Acting superintendent at the park Debbie Darden said the first thing they will be doing is cutting back on anything that is not considered essential.
“Travel, training, printing, those kinds of things stop immediately,” said Darden.
Along with that, Darden expects less summer and seasonal workers to be hired. In an average year, the park will hire anywhere from 25 to 30 seasonals.
“This would mean that nine of those, about a third of those seasonals, we would not be able to hire,” said Darden.
This would be a big hit to the 70,000 acre park which relies heavily on providing a high level of service for visitors.
Less seasonal workers means less Visitor Use Assistants. Fewer Visitor Use Assistants, Darden said, means Park Rangers would have to pick up the extra workload of performing the assistant’s duties.
“They come around to the campgrounds, they register you, they pick up the trash, they provide information, they drop the river people off where they get in the river and pick them up when they come off,” said Darden.
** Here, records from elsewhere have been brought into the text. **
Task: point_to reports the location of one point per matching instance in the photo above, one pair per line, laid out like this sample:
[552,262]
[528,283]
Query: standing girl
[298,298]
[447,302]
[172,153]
In addition to hiring fewer workers, Darden adds that portions of the park could remain closed for the summer.
Darden said Thurmond would remain closed and certain parts of Grandview .
“People could still go to Grandview , they could still go to the picnic shelters, they could still go to the playgrounds,” said Darden. “The visitor contact station itself would be closed.”
The theater inside Grandview would also not be impacted in any way.
In addition to the New River Gorge National River , the Gauley River National Recreation Area and the Bluestone National Scenic River would be impacted in some way as well by the cuts.
Darden said many facets of the operation will be impacted by the changes because everyone will take a portion of the cut.
Darden adds that the only way the impact could be lessened at the park is if they were able to find enough people to volunteer.